Editor’s Notes: In this installment of the back-to-basics electronic components series, in partnership with EDN, Electronic Products covers current sensors. Don’t miss our discussion with Michael DiGangi, executive vice president of Aceinna.

A lot of the current buzz in electronic systems development is about “smart” products, and the ability to oversee the performance and functionality of these solutions. Between competition and consumer expectations, a product on the market today must perform its functions almost perfectly, or as close as can be achieved through modern technology and processes. Short battery life, poor RF connections, bad thermal management, and other non-critical aspects of performance are also make-or-break parameters when operating in the real world.

The explosion in the growth of the electronics marketplace at every level is challenging the industry at every level. From new semiconductor materials to advanced solutions like artificial intelligence, new technologies and approaches are creating new application spaces while rejuvenating old ones. All of this is being driven by the migration to integrate data technology into every aspect of electronics.
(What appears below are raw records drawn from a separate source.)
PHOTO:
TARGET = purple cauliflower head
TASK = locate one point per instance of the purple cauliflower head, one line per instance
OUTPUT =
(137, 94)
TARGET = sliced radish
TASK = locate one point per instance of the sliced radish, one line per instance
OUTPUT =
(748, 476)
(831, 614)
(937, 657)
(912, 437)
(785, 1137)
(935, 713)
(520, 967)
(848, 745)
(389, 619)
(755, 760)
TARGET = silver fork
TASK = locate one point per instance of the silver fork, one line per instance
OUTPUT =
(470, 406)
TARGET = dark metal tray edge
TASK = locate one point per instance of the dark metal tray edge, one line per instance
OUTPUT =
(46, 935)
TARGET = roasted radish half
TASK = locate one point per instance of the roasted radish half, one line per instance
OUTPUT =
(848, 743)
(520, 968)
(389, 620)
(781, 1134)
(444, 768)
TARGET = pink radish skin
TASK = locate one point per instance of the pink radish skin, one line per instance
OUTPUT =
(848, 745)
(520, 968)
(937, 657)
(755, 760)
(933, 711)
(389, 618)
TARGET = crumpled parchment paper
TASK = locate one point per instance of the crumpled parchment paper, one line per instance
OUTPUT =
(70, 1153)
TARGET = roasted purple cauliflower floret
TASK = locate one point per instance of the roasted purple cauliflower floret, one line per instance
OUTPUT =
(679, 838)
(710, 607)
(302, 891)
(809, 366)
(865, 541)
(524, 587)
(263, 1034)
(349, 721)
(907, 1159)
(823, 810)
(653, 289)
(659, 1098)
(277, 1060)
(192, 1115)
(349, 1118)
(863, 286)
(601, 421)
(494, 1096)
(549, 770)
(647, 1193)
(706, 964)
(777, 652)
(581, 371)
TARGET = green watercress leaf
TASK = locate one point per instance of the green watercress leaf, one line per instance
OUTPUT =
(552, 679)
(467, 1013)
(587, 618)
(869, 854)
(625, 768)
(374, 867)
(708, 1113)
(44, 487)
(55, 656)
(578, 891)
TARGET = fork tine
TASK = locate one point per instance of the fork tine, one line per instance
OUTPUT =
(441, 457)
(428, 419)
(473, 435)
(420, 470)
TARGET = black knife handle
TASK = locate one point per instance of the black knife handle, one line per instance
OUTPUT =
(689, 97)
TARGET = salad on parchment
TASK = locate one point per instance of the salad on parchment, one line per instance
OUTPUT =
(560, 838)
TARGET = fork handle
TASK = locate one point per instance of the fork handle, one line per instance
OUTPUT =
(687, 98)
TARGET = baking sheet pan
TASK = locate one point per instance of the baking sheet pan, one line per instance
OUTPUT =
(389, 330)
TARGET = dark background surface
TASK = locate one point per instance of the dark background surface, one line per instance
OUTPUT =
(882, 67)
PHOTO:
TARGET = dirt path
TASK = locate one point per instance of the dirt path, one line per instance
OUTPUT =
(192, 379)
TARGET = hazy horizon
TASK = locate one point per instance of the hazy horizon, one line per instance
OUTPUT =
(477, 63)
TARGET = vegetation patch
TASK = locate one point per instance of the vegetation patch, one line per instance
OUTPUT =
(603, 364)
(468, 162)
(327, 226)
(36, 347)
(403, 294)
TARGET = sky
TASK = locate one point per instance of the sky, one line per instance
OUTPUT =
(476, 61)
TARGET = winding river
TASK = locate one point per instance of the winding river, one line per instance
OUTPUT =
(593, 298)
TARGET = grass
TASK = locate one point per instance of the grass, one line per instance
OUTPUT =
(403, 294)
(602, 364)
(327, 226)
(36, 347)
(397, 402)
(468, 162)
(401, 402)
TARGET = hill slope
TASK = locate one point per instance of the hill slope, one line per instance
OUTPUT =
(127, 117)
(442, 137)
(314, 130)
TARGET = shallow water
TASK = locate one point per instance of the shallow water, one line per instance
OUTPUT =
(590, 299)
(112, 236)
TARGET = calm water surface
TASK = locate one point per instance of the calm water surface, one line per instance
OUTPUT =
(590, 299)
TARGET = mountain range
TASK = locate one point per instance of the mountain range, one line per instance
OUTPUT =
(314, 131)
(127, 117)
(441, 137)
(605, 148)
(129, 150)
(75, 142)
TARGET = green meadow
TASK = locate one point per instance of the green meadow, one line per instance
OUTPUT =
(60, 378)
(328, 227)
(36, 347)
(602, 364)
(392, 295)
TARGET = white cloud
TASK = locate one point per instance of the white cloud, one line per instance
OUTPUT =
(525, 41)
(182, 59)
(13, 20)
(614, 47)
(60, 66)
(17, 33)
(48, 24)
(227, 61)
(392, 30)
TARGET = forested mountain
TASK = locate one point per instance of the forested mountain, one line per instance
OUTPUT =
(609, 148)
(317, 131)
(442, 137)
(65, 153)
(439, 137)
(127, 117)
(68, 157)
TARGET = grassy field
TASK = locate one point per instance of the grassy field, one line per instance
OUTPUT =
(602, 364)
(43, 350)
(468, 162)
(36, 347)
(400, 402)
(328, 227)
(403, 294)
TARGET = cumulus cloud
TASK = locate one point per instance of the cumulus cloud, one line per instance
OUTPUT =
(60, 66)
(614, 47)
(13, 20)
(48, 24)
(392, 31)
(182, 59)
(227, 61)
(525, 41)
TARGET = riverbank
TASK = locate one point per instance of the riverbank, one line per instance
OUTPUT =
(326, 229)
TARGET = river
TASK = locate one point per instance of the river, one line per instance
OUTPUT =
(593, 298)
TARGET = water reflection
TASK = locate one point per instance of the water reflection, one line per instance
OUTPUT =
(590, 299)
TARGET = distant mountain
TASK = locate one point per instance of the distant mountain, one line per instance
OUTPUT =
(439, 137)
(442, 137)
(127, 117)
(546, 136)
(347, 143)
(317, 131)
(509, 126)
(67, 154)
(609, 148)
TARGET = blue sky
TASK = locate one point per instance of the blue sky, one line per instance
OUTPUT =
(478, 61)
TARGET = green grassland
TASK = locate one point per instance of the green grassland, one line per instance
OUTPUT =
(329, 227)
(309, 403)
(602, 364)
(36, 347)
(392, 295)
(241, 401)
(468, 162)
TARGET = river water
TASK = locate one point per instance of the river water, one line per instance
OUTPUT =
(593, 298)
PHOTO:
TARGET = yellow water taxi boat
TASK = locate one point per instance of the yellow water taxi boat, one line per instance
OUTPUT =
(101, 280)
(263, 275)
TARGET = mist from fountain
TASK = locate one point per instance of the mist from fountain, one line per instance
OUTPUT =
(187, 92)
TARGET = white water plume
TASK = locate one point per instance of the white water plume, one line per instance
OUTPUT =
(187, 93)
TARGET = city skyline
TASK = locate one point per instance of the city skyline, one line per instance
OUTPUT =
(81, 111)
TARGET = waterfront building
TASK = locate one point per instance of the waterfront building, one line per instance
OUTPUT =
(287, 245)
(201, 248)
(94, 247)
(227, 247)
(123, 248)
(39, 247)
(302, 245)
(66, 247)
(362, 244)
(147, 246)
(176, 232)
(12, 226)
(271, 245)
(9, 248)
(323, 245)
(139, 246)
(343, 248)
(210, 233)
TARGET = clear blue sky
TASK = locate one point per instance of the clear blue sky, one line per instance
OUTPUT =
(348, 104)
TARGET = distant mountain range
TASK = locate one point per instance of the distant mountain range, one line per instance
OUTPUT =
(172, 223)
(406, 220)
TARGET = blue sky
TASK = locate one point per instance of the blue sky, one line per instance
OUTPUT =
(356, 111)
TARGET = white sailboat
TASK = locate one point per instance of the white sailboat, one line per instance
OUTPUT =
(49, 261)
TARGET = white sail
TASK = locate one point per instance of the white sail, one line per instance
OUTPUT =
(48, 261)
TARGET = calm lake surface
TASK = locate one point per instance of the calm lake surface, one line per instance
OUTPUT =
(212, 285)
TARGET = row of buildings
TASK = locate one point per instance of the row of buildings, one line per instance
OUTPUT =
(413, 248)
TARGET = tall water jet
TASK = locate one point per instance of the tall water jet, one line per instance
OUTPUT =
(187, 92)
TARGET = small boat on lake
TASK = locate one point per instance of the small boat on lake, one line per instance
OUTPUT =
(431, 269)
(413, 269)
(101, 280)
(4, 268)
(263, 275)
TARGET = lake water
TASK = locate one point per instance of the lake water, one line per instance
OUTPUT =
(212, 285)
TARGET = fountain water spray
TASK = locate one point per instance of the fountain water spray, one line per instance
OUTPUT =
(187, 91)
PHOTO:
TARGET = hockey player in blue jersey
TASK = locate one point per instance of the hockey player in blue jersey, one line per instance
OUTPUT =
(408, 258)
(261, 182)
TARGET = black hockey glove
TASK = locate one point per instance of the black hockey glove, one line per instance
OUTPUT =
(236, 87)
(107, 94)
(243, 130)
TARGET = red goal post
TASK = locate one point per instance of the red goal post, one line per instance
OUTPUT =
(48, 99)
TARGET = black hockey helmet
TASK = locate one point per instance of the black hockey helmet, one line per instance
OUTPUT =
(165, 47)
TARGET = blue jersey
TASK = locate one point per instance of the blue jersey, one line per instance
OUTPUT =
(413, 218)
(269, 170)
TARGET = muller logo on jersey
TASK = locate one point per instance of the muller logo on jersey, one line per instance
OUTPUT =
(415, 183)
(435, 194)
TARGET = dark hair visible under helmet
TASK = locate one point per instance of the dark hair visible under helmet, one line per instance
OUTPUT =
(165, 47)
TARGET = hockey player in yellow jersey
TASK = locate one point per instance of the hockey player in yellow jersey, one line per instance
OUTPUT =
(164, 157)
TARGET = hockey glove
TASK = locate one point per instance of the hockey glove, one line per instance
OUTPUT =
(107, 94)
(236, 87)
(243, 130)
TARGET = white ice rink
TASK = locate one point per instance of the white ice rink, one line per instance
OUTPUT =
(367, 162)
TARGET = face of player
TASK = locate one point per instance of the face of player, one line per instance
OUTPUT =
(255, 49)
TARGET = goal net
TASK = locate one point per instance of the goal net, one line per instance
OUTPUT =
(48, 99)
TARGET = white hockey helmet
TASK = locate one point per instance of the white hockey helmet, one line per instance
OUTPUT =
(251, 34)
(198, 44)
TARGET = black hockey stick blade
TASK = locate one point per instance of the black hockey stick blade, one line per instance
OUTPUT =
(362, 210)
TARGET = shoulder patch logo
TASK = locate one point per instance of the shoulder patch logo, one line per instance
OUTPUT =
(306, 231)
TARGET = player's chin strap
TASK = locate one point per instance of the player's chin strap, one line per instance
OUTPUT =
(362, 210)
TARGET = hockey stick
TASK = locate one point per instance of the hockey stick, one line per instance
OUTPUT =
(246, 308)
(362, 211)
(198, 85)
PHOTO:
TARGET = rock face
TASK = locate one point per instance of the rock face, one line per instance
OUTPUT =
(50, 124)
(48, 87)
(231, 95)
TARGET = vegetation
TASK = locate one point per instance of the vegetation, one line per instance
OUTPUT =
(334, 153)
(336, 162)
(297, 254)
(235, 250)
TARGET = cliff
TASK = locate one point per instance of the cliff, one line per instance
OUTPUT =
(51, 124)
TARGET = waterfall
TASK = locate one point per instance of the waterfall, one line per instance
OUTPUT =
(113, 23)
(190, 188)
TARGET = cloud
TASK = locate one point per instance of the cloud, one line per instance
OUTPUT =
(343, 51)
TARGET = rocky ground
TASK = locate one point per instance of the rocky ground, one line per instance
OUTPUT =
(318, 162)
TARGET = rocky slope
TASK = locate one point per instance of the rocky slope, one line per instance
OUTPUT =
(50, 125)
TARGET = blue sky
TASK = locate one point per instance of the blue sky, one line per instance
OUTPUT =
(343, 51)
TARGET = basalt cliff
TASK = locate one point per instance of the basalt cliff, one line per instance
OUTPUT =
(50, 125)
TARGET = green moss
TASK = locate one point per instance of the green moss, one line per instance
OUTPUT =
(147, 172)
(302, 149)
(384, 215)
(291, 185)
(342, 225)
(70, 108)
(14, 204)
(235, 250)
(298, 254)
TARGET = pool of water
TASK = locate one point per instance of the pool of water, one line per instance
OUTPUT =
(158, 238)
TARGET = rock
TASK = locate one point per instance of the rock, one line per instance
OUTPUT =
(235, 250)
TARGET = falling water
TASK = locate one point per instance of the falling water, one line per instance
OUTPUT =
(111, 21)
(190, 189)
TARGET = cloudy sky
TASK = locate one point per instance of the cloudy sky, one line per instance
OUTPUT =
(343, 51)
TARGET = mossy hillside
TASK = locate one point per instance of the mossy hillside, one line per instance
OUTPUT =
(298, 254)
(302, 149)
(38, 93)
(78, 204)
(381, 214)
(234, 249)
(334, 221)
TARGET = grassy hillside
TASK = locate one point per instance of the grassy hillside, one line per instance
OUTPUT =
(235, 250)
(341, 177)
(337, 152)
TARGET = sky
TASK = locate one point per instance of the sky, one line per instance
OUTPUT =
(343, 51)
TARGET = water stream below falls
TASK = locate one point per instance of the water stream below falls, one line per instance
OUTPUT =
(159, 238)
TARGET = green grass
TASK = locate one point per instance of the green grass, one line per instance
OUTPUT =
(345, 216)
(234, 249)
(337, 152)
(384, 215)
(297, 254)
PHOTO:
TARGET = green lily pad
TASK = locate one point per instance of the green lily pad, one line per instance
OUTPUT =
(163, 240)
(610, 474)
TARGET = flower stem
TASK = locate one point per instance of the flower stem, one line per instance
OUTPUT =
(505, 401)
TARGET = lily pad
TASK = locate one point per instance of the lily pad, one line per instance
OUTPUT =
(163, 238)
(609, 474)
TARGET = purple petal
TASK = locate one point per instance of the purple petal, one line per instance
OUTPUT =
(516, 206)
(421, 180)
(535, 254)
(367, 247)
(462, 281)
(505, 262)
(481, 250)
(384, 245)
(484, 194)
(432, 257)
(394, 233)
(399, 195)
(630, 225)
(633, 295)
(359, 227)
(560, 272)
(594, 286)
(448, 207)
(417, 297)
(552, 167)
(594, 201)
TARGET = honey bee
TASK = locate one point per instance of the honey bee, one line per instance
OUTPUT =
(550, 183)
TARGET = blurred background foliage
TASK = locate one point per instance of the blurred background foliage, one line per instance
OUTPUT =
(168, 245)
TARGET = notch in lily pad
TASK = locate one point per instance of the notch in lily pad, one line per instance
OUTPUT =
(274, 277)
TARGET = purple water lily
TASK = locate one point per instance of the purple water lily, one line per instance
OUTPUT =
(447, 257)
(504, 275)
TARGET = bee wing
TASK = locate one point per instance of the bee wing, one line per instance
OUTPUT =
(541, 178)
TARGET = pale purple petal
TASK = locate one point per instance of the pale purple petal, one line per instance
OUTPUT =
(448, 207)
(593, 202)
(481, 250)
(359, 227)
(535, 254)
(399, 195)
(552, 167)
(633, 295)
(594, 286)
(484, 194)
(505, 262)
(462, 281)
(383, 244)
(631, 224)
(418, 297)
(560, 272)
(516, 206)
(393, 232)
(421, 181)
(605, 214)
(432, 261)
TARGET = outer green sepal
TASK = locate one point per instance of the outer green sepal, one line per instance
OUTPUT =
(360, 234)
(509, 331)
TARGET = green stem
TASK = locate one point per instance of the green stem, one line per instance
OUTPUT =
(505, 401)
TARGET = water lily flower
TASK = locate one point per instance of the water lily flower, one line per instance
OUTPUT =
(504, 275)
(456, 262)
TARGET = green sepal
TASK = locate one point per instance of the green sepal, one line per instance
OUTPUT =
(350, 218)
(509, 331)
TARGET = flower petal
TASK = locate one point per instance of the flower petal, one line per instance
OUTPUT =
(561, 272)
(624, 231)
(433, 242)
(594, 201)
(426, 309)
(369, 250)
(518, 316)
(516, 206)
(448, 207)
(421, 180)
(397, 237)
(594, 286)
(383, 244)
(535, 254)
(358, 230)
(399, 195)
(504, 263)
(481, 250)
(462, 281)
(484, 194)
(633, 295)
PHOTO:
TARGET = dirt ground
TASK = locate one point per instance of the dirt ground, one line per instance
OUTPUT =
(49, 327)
All of this is creating a disruptive period of demanding growth, which places additional pressure on system designers to ensure the product created is safe, efficient, reliable, and cost-effective (especially that last one). That means design engineers must select the best solutions for every aspect of the systems they are designing, especially the elements involved in monitoring circuit performance. Advanced current-sensing solutions can address these needs in a comprehensive and cost-effective way.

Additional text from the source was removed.